U.S. Immigration and Customs Enforcement also makes it clear that while the agency will try and avoid action at sensitive locations, it can still happen, with the website reading:
Enforcement actions may occur at sensitive locations in limited circumstances, but will generally be avoided.
So what does it mean if ICE officials can request documents from school officials and, you know, just occasionally carry out their work there? After all, undocumented students are allowed — by federal law — to go to public school, and the ICE's sensitive location policy was designed to let people continue receiving an education, worshipping, and getting health services without living in fear of persecution.
On top of that, according to The Atlantic, it's actually illegal for schools to share student information (citizenship status included), and they're barred from requiring proof of residency. However, at least 55 New Orleans schools were found to be illegally requesting social security numbers in 2014, and some school districts have distributed instructions to schools on how to respond to ICE requests in the past. Immigration activists have also documented cases where students have been handcuffed at bus stops and parents have been arrested during morning drop-offs at school. In 2011, a handful of ICE officials reportedly surrounded a school while parents were inside, according to The Atlantic.

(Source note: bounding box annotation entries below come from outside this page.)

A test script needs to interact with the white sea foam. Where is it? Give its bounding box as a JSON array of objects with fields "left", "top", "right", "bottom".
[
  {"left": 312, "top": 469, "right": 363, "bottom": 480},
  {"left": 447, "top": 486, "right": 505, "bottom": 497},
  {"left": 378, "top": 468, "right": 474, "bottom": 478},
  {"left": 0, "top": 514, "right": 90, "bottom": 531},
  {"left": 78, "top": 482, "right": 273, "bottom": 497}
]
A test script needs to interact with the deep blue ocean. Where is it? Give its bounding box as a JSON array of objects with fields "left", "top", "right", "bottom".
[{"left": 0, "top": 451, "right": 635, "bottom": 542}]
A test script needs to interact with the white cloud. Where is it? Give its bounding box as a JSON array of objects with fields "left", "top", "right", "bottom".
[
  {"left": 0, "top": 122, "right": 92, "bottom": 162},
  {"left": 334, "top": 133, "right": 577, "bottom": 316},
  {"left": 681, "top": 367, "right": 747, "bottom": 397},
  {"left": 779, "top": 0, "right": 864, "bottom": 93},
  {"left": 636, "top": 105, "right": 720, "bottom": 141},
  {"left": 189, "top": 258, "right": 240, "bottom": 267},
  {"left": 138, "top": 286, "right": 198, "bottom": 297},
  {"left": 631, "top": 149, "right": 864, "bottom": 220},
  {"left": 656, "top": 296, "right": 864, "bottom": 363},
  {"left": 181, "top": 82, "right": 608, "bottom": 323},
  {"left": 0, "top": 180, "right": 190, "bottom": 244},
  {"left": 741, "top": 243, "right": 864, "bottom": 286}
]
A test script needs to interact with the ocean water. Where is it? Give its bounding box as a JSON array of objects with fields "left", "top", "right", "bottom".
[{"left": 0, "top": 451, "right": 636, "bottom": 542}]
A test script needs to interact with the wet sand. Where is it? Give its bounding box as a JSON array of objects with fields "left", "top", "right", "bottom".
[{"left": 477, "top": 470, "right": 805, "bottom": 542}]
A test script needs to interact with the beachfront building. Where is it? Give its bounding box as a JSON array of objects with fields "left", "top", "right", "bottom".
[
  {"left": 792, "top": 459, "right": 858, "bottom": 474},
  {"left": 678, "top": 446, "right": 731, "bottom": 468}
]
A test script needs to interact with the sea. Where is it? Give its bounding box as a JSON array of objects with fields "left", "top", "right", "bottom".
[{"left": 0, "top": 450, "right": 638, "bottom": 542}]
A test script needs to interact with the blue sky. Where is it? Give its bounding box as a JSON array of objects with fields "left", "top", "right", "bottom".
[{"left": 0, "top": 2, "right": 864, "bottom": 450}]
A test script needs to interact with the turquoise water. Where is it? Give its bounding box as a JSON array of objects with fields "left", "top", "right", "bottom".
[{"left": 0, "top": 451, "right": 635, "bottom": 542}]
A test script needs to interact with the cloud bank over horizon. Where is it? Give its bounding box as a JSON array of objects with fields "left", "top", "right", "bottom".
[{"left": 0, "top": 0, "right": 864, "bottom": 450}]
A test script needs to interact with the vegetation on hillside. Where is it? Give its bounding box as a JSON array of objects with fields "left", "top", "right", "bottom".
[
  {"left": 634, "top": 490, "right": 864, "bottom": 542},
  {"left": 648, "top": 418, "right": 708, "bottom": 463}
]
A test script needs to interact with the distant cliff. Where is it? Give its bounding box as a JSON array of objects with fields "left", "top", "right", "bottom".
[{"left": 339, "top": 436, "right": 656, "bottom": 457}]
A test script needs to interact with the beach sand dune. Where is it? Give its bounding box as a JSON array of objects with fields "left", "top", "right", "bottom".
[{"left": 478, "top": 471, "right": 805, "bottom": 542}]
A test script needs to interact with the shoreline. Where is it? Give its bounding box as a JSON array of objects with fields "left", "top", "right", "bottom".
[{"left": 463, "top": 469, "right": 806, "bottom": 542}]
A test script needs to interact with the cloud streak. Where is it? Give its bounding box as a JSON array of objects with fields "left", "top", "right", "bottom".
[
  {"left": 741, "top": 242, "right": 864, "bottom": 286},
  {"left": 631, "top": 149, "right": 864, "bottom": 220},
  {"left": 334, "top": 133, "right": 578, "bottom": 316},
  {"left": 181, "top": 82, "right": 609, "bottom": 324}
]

With instances like that making headlines, it's perhaps not surprising that some school districts have taken extra steps to protect their students, despite U.S. Immigration and Customs Enforcement's policies classifying schools as sensitive locations. Public school boards in Seattle, Los Angeles, Portland, Minneapolis, and Pittsburgh have all declared that they will not allow ICE officers to access student records or to enter campus property, and many boards have reached out to parents with information on protecting their rights. Denver Public Schools recently advised parents to update their emergency contact information in case parents were arrested while children were at school.
The consensus seems to be that it flies in the face of ICE policies to target schools — but past incidents have understandably left parents and students concerned, and current reports of ICE officers near schools have been worrying enough to keep parents from taking their children to school lately.